ホームにある売店の数は全部で10軒(キオスク含む)その中で新幹線アイスが売っているのはたったの2軒でした。
1軒は15号車が停まるこちらの売店。
この売り場にはバニラ、抹茶、イチゴの3種類のみ販売(季節でラインナップは変わる可能性あり)。
もう1つが7号車のところにあるこちらの売店。
バニラ、抹茶、イチゴに加えてリンゴ味もあります。
車内販売でこのアイスを買って、ホットコーヒーで少しずつ溶かしながら食べるのが好きだったので車内販売の減少は寂しいものです。
さて、続いては昭和の新幹線でよく見たこちらの容器です。
昭和の駅弁に欠かせなかったポリエチレンの湯呑み
使い方が分かる人は昭和世代確定。正確な名前まで知っている人は少ないと思います。こちらはポリ茶瓶といって、ポリエチレンでできたお茶を入れる瓶のこと。1964年、東海道新幹線が開業をきっかけに駅弁と一緒に販売されたことで売上がアップ。
ポリ茶瓶の製造と販売を行っていた大阪屋の広報・河口さんによると1ヶ月で1万5000個が製造されていたそうです。大阪屋一社でこの数ですから、実際はもっと多くのポリ茶瓶が作られていたと推測できます。
しかし、ポリ茶瓶の時代は長く続きませんでした。缶のお茶が登場したからです。「お~いお茶」で有名な伊藤園さんによれば1981年に缶入りの烏龍茶を販売。1985年に缶入りの煎茶を販売しています。この頃からポリ茶瓶の姿を見なくなってきました。
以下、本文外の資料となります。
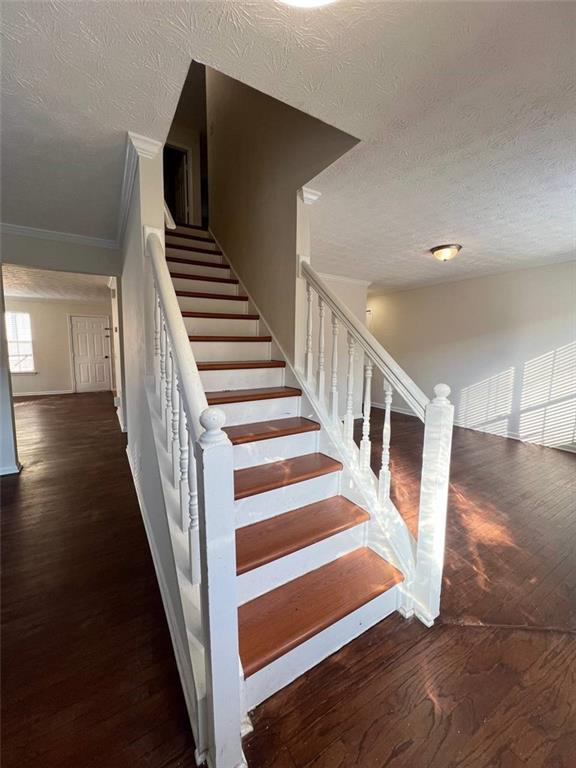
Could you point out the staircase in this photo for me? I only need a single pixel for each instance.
(294, 546)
そんなポリ茶瓶ですが、実はまだ現役で活動している場所があります。温泉で有名な静岡県伊東市のJR伊東駅。こちらで60年以上にわたり、駅弁の販売を続ける祇園では今も駅の売店でポリ茶瓶の販売を続けています。
担当者によると、「売上が良いわけではないので辞めるのは簡単です。しかし旅の醍醐味の1つである駅弁をより楽しんでもらうためのアイテムとして今でも販売を続けています」とのことでした。
ちなみにポリ茶瓶を知らない世代でも、先ほどの大阪屋では今もポリ茶瓶を販売しています。インターネットで購入できるので旅の醍醐味を味わうために購入されてみるのもいいかもしれません。
逆転の発想から生まれた冷凍みかん
続いて新幹線の車内販売で思い出すものといえば、キンキンに冷えた冷凍みかん。考えてみれば、あのみかんがいつから販売されているのか知りませんよね。調べてみました。果物を凍らせて食べるというアイデアが斬新ですが、実は戦前から考えられていました。誕生は1955年(昭和30年)、神奈川県小田原市国府津でした。日本全国にみかんの産地がある中、小田原のみかんは和歌山の有田みかんや紀州みかんに比べて熟すのが遅かったのです。
ブランド力のあるみかんに比べて販売のタイミングでもハンデを背負っているというのは辛いところ。そこで考えたのがみかんの旬である冬ではなく真夏に売るという戦略です。
国府津で青果卸業を営む「井上」の井上誠一社長は、冬に収穫したみかんを凍らせて夏に売るというアイデアを閃きました。熟すのが遅いのであれば、しっかり熟したタイミングで冷凍して、競合のいない時期に販売しようと考えたわけです。ピンチをチャンスに変える素晴らしい発想です。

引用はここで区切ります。